C’est donc tout bénef.
Pourquoi je raconte tout ça ? Parce que certains continuent d’affirmer qu’on avait pas besoin de prélogie et que Lucas aurait dû faire une suite au Retour plutôt que de regarder en arrière en expliquant des choses dont on avait pas besoin de savoir et en se concentrant sur le passé. Je viens de démontrer que ces gens là ont tort.
Je viens aussi de démontrer que si faire des préquels n’était pas une décision qui était nécessairement motivée par l’argent, car elle permettait à Lucas de terminer ce qu’il avait commencé en bouclant une boucle et de répondre a des questions auxquelles les premiers films ne répondaient pas, la décision de faire des séquels elle l’est nécessairement.

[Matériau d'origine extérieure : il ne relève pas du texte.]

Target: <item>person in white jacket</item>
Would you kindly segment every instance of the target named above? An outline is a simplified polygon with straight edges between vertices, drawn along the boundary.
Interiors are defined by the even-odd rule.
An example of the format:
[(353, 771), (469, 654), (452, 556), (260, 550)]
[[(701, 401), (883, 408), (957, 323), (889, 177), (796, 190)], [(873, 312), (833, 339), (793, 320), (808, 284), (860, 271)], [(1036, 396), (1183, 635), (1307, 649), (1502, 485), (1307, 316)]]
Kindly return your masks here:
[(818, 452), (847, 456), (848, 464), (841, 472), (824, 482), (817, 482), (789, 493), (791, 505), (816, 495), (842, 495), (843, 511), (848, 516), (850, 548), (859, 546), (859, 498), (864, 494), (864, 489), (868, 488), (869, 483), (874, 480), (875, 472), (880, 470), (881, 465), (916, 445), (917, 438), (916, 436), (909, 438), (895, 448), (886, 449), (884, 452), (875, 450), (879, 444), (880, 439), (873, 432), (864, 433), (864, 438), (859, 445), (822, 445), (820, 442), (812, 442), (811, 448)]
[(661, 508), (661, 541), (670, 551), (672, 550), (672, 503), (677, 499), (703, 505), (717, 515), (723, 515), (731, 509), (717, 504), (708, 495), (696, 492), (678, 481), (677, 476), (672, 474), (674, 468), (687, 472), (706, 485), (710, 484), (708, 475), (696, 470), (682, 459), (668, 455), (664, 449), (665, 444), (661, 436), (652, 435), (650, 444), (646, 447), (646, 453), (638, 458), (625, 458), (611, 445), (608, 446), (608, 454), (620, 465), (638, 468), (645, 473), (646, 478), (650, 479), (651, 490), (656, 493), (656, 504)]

Je viens donc de prouver que sur le plan théorique ainsi que dans le principe les préquels sont nécessairement meilleurs que les séquels, comme ce post est déjà suffisamment long j’aborderais dans une troisième partie en quoi ils sont meilleurs dans la pratique, et rassurez vous :
Lenidem a écrit:1) Les Jedi de la Prélogie (ou pré-Luke pour être exact) sont des connards, et oui ça inclut (bien que dans une moindre mesure) Ben et Yoda
Là, faudrait m'expliquer. Psychorigides, oui, certainement. Mais connards ? Ils cherchent (sincèrement, eux) à protéger la paix dans la galaxie, et... c'est tout. Ils aident et escortent les gens. À part ça, ils n'ont pas de vie, ne possèdent apparemment rien d'autre que leur sabre, leurs vêtements, et leurs quelques gadgets de Batman - plus un temple. Ils sont faillibles, ok. Mais si ça suffit à en faire des connards, alors personne sur Terre n'est gentil.
Je n’oublierais pas se traiter de ce point.